Loose Lead Training
Lead training top tips
Loose lead training
Believe it or not, dogs that pull on the lead while being walked do not want to be the leader of the pack or be dominant over their human. In actual fact, dogs just love to be outside, and the walk is a stimulating part of their day – so their desire to rush ahead is very strong.
A lead is vital for safety, but it can be frustrating for the dog. Being tied to a person isn’t natural for a dog. That being said, all dogs should be taught how to walk on the lead in a positive well behaved way without being jerked, yanked, choked or even shocked, so that walks can be enjoyable for everyone.
If you are overpowered by your dog’s pulling and can’t stand teaching for fear of being pulled over, there are humane solutions to help modify the pulling while you teach your dog to walk in a positive way.
A chest-led harness is a perfect training aid, as it takes the pressure off the dog’s sensitive neck area by distributing it more evenly around the body. When the lead is attached to a ring located on the chest strap and your dog pulls, the harness will turn his body around rather than allowing him to go forward. This harness is great for anyone who needs extra help because safety has to come first.
Some dogs are so strong that a canine headcollar is needed, which acts the same way a halter does on a horse. Whenever the dog pulls, it automatically brings his head around. Headcollars can help in severe cases, especially with elderly people or pregnant women, but dogs need time to get used to them, as they can be uncomfortable at first.

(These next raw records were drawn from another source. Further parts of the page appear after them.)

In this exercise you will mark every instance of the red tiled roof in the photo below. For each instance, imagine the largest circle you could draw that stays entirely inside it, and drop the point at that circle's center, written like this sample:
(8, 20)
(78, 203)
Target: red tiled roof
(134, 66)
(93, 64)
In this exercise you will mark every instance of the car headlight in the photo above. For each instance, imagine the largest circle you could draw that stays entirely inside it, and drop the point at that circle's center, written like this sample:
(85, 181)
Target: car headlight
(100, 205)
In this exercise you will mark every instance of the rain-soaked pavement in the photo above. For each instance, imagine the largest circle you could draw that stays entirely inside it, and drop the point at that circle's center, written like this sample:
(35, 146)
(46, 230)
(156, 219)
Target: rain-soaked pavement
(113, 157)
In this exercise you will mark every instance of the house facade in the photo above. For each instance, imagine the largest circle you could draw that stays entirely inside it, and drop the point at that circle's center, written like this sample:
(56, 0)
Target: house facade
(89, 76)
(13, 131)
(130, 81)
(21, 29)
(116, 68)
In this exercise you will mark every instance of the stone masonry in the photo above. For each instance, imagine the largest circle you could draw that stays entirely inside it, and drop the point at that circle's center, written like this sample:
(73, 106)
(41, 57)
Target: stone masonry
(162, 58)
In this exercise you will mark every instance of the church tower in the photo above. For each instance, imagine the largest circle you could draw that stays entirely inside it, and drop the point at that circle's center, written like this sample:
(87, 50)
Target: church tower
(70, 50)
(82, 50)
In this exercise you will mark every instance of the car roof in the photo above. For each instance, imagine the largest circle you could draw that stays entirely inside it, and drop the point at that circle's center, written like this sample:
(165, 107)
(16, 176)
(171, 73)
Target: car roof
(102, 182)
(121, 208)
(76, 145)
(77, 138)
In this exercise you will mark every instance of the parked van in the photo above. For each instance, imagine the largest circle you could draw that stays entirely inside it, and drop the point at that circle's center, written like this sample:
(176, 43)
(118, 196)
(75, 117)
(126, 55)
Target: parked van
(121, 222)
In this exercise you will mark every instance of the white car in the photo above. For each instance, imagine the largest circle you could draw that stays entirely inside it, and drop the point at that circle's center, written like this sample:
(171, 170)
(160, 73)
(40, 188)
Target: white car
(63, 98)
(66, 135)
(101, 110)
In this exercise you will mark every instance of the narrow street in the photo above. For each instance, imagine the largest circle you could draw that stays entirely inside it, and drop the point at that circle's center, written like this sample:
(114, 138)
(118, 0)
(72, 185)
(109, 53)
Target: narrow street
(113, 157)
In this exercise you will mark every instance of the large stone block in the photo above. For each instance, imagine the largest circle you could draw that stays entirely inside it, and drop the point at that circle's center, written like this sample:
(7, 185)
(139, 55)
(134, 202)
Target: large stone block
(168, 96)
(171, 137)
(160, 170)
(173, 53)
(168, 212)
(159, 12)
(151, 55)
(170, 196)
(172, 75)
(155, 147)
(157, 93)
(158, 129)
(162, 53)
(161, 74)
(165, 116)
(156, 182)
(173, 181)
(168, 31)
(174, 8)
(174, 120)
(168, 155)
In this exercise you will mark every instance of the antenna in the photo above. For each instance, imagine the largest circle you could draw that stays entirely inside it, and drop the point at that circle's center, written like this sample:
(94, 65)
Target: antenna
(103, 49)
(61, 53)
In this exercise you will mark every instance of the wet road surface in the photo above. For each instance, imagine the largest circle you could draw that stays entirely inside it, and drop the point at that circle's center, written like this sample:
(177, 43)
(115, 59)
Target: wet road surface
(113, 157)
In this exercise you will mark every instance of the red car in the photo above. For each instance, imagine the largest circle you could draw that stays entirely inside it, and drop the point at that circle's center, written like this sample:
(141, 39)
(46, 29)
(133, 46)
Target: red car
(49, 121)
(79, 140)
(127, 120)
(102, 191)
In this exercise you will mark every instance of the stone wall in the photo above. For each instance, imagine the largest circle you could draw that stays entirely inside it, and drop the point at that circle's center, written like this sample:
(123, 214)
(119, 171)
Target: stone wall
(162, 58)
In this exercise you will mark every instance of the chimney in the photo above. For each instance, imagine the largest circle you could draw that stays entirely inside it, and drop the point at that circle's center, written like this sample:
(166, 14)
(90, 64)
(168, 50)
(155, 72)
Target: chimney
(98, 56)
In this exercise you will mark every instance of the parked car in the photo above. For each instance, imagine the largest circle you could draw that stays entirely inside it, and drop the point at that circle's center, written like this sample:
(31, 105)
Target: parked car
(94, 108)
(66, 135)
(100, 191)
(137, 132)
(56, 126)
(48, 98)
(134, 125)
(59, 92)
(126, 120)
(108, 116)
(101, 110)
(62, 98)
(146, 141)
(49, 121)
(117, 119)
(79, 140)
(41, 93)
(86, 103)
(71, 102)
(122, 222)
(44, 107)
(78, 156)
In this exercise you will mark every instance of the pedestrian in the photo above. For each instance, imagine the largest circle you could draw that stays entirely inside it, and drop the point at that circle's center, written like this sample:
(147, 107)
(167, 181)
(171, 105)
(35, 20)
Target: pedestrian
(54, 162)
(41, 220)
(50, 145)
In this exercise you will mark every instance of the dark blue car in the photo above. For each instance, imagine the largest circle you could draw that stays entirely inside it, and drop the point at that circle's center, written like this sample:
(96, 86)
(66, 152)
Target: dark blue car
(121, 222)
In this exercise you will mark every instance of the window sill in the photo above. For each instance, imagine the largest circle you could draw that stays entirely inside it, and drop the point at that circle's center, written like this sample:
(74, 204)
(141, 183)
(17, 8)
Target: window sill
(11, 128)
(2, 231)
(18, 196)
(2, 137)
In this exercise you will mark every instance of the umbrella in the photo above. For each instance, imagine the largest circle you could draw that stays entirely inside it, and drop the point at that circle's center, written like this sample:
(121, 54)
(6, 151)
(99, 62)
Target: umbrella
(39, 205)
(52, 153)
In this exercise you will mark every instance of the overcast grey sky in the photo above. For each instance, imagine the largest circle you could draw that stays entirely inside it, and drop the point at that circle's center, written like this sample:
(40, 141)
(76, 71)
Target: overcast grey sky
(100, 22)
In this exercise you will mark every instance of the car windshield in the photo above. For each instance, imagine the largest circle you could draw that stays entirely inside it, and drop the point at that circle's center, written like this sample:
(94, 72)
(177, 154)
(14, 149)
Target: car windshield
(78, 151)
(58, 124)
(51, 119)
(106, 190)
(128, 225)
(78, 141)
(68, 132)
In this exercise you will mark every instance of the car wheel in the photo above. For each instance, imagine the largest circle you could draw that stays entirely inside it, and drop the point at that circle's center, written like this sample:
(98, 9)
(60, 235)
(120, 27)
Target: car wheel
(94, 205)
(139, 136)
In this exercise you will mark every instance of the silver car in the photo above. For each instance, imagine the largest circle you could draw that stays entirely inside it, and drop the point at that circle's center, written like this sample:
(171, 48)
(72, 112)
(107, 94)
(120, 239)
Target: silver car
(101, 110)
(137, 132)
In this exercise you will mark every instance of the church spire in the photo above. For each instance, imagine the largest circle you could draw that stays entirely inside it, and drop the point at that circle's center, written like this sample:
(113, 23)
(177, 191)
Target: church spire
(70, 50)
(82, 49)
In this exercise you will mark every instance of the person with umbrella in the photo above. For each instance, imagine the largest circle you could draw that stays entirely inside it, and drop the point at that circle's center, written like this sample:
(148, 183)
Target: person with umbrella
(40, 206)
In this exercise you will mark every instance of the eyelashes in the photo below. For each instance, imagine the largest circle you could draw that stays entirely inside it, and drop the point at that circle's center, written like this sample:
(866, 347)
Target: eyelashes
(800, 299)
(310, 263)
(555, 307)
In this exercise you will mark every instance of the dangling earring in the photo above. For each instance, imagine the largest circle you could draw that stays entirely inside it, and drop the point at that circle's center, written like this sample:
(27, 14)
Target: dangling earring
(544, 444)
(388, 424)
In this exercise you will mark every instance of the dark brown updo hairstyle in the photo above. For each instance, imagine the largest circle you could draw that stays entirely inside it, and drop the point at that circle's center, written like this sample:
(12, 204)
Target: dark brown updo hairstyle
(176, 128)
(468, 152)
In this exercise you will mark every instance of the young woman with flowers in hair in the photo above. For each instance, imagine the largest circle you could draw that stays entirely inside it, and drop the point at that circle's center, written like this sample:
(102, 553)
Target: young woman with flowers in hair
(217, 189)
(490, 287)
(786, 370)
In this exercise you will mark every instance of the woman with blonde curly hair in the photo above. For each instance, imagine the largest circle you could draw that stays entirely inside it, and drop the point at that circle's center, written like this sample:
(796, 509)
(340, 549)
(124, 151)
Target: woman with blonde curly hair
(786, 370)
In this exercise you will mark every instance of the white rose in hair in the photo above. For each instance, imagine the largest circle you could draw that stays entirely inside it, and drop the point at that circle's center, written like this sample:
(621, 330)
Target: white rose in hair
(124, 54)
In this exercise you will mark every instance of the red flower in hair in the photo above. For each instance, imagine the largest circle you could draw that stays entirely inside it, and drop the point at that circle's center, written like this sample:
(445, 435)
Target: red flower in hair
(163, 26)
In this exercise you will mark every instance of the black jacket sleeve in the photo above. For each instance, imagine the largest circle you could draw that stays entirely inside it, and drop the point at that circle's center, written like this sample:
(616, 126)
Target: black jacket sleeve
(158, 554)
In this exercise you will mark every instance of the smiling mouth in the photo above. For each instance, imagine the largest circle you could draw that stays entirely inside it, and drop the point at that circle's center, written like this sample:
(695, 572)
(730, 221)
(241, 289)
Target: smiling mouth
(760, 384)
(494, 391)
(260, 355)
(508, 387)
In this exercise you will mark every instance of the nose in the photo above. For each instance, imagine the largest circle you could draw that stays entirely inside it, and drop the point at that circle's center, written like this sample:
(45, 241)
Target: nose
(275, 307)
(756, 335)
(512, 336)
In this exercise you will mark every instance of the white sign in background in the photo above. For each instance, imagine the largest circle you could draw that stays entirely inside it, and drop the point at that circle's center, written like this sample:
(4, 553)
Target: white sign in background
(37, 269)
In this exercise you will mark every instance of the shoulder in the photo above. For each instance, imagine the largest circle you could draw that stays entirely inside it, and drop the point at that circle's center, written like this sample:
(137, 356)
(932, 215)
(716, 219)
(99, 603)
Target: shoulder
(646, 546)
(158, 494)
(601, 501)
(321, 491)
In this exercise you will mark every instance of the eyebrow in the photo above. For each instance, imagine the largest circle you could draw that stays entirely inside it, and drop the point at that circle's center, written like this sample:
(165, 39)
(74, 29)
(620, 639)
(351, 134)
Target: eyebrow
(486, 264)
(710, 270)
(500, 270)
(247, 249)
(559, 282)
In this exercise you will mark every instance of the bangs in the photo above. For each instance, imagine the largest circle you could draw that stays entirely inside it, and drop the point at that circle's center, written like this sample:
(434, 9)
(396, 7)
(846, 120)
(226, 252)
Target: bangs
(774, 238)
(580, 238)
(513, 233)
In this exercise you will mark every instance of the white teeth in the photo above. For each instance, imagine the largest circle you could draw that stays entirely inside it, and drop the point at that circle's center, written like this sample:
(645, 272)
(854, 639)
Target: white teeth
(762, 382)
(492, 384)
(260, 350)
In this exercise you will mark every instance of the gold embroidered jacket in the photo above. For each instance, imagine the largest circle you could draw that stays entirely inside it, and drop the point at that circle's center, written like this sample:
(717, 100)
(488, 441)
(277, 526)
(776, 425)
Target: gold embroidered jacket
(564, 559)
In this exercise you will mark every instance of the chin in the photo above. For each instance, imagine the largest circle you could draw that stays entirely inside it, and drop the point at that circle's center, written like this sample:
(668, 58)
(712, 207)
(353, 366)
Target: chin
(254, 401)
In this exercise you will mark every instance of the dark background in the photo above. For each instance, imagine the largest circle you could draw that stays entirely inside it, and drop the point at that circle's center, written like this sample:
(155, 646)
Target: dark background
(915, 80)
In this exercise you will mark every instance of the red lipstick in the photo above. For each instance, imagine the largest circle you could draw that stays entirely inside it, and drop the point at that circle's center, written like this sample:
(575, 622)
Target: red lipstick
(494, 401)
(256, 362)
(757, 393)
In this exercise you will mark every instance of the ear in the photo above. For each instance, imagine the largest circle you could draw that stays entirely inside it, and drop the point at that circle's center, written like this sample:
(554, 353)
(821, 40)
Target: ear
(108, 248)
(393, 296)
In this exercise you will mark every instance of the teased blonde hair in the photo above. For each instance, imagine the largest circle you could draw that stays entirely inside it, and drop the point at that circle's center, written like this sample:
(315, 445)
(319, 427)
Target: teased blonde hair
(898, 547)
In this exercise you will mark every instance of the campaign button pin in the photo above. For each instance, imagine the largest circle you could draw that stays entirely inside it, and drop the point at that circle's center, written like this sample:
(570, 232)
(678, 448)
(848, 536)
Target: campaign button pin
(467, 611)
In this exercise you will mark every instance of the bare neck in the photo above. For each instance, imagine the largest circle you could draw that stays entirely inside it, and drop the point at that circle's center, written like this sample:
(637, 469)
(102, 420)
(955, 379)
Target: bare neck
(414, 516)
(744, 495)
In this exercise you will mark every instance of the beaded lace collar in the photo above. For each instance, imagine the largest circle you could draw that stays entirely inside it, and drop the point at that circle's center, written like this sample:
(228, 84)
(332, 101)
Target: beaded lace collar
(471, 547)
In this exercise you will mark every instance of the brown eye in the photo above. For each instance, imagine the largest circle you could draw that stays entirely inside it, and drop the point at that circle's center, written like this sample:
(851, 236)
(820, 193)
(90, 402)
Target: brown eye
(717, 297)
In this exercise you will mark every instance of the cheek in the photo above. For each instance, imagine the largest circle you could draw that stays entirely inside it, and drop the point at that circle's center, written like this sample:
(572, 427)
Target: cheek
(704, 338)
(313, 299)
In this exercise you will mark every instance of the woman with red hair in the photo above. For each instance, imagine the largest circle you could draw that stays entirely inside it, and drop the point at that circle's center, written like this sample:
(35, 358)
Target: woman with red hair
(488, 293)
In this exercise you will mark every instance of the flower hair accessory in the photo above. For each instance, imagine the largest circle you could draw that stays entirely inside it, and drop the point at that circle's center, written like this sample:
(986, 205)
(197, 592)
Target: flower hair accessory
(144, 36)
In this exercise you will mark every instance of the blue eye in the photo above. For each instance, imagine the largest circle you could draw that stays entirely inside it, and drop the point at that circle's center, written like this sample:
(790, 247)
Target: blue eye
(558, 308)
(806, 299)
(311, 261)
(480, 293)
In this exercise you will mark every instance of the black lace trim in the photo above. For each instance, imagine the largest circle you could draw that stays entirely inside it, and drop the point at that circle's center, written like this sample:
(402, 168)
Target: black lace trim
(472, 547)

Avoid the use of choke or prong collars, as these devices cause pain and significant physical damage to your dog’s neck.
The stop and be still technique
Lead pulling is often successful for the dog because the owner inadvertently reinforces the pulling by allowing the dog to get to where he wants to go when he pulls. But you can change this by changing the consequence for your dog.
Whenever he pulls, immediately stop and stand completely still until the lead relaxes because your dog either takes a step back or turns around to give you focus. When the lead is nicely relaxed, proceed on your walk. Repeat this as necessary.
The reverse direction technique
If you find the preceding technique too slow, you can try the reverse direction method.
When your dog pulls, issue a “let’s go” cue, turn away from him, and walk off in the other direction without jerking on the lead. You can avoid yanking by motivating your dog to follow you with an excited voice to get his attention.
When he is following you and the lead is relaxed, turn back and continue on your way. It may take a few turns, but your vocal cues and body language will make it clear that pulling will not be reinforced with forward movement, whereas walking calmly by your side or even slightly in front of you on a loose lead will allow your dog to get to where he wants to go.
You can also reinforce your dog’s decision to walk close to you by giving him a motivating reward when he is by your side.
Vary the picture
Once your dog is listening to you, you can vary the picture even more by becoming unpredictable yourself. This requires your dog to listen to you all the time because he never knows when you might turn or where you are going to go next.
Instead of turning away from him when you give the “let’s go” cue, reverse direction by turning toward him. You can turn in a circle or do a figure eight. Any of these variations will get your dog’s attention.
Don’t forget to praise him for doing well, because the better you make him feel when he is walking close to you, the more he will choose to do so.